Pangkalpinang – Kanwil Kemenkum Babel turut menghadiri kegiatan Festival Kampung Bintang dalam rangka memperingati perayaan Ceng Beng yang diselenggarakan oleh Pemerintah Kota Pangkalpinang pada Sabtu (04/04/2026) di Kampung Bintang, Kota Pangkalpinang. Dalam kegiatan tersebut, Kepala Kantor Wilayah Kemenkum diwakili oleh Analis Kekayaan Intelektual Ahli Muda, Marsal Saputra.
Kehadiran Kanwil Kemenkum Babel dalam kegiatan tersebut merupakan bentuk dukungan terhadap pelestarian budaya dan tradisi masyarakat Tionghoa sebagai bagian dari kekayaan budaya nasional serta wujud komitmen pemerintah dalam menjaga keberagaman yang menjadi identitas bangsa Indonesia. Festival Kampung Bintang juga menjadi momentum penting dalam memperkuat nilai toleransi, harmonisasi sosial, serta mempererat kebersamaan di tengah masyarakat multikultural, khususnya di Kota Pangkalpinang.
Kegiatan yang mengusung tema “Menjaga Tradisi, Merajut Kebersamaan” tersebut dihadiri oleh berbagai unsur pimpinan daerah, di antaranya Gubernur Provinsi Kepulauan Bangka Belitung Hidayat Arsani, Anggota DPR RI Rudianto Tjen, Wakapolda Provinsi Kepulauan Bangka Belitung Brigjen Pol. Murry Mirraanda, Walikota Pangkalpinang Saparudin, Wakil Walikota Pangkalpinang Dessy Ayutrisna, serta jajaran Forkopimda Provinsi dan Kota Pangkalpinang.
Walikota Pangkalpinang, Saparudin, dalam sambutannya menyampaikan bahwa perayaan Ceng Beng tidak hanya dimaknai sebagai tradisi ziarah kubur, tetapi juga memiliki potensi untuk dikembangkan menjadi kegiatan ekonomi kreatif dan wisata budaya. Festival Kampung Bintang dinilai mampu menjadi sarana strategis dalam mempererat kebersamaan masyarakat sekaligus mengintegrasikan sektor budaya, pariwisata, dan ekonomi kreatif.

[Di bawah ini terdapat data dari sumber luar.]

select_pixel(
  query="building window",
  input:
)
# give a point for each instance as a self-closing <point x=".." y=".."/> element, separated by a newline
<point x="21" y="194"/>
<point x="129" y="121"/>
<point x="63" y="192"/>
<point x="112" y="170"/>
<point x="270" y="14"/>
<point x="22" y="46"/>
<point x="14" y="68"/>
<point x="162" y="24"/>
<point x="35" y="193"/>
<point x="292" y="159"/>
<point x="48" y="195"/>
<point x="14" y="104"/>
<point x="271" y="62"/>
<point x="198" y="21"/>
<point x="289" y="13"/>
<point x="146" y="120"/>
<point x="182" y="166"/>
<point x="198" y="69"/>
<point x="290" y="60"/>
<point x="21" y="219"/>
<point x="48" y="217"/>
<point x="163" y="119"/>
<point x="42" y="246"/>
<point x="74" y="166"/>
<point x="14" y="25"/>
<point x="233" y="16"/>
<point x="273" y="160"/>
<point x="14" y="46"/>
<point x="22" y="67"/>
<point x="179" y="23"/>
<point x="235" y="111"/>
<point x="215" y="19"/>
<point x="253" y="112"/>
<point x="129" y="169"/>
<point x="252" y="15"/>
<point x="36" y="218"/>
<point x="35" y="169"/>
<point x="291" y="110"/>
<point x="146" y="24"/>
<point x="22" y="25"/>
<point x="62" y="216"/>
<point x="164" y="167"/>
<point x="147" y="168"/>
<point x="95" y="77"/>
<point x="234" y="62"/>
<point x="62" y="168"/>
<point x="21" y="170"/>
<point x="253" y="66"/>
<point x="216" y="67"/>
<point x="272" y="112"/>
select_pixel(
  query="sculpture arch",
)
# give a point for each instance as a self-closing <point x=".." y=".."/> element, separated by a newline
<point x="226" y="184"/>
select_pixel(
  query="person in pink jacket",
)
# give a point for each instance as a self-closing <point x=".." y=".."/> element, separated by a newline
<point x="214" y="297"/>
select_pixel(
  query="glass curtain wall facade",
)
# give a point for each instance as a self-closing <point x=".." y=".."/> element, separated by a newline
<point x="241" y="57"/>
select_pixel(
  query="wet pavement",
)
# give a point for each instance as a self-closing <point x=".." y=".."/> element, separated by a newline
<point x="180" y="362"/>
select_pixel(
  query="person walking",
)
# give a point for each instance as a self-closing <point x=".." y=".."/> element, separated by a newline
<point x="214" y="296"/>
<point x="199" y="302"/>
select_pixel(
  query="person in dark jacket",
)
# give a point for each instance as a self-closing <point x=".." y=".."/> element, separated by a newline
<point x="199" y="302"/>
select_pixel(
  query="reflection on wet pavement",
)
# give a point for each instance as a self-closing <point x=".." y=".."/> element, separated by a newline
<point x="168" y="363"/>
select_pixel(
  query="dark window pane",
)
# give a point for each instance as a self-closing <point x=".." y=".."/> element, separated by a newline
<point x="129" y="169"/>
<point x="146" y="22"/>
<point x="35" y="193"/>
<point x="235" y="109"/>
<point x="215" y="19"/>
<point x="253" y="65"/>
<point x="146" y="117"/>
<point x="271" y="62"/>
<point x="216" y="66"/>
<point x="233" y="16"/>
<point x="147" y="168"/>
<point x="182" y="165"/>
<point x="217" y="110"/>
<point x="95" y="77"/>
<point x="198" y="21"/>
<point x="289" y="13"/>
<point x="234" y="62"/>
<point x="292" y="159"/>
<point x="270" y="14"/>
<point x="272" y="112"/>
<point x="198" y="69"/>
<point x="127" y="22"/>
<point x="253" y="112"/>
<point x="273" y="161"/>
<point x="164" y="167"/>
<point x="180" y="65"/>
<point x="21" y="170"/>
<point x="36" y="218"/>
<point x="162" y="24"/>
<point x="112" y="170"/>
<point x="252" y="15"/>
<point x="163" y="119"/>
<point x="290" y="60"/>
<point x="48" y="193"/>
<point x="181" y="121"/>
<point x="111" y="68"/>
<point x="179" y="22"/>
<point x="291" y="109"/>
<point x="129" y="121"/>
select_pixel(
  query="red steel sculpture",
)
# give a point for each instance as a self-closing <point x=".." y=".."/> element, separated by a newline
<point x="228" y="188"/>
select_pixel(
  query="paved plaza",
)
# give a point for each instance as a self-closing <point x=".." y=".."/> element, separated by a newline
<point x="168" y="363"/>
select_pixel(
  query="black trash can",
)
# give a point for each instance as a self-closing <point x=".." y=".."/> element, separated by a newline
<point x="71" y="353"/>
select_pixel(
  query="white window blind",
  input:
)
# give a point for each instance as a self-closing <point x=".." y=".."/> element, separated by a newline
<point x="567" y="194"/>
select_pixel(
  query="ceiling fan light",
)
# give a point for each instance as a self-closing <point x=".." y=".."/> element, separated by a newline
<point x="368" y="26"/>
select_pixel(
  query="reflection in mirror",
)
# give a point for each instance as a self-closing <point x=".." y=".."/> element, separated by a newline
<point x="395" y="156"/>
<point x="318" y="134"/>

Sementara itu, Gubernur Kepulauan Bangka Belitung Hidayat Arsani menyampaikan bahwa penyelenggaraan Festival Kampung Bintang menjadi langkah nyata dalam menjaga dan melestarikan tradisi sekaligus memperkuat tali persaudaraan antar masyarakat dari berbagai latar belakang. Menurutnya, festival ini menjadi ruang kolaboratif yang mempertemukan budaya, pariwisata, serta ekonomi kreatif sehingga mampu memberikan dampak positif terhadap pertumbuhan ekonomi daerah dan memperkenalkan kearifan lokal Bangka Belitung secara lebih luas.
Festival Kampung Bintang turut menampilkan berbagai pertunjukan seni dan budaya, antara lain perlombaan barongsai, drama musikal, fashion show, hiburan musik, serta bazar UMKM halal yang melibatkan pelaku usaha lokal. Ragam kegiatan tersebut tidak hanya menjadi sarana hiburan masyarakat, tetapi juga memberikan ruang promosi bagi produk-produk UMKM sebagai bagian dari penguatan ekonomi masyarakat.
Partisipasi Kanwil Kemenkum Babel dalam kegiatan ini menjadi sarana strategis untuk mempererat sinergi antara pemerintah daerah, instansi vertikal, serta masyarakat dalam menjaga stabilitas sosial, memperkuat identitas budaya lokal, serta mendorong pengembangan potensi ekonomi kreatif berbasis budaya.
Kakanwil Kemenkum Babel, Johan Manurung menyampaikan bahwa keikutsertaan Kanwil Kemenkum Babel dalam Festival Kampung Bintang merupakan bentuk dukungan terhadap pelestarian budaya sebagai kekayaan intelektual komunal yang memiliki nilai strategis dalam memperkuat identitas bangsa serta meningkatkan potensi ekonomi kreatif daerah. Menurutnya, sinergi antara pemerintah, masyarakat, dan pelaku usaha sangat penting dalam menjaga keberlanjutan budaya sekaligus mendorong pemanfaatannya secara produktif dan berkelanjutan.
Melalui kegiatan ini diharapkan terjalin kolaborasi yang semakin kuat antara pemerintah pusat dan daerah dalam mendukung pelestarian budaya, peningkatan kesejahteraan masyarakat, serta penguatan ekosistem ekonomi kreatif di Provinsi Kepulauan Bangka Belitung.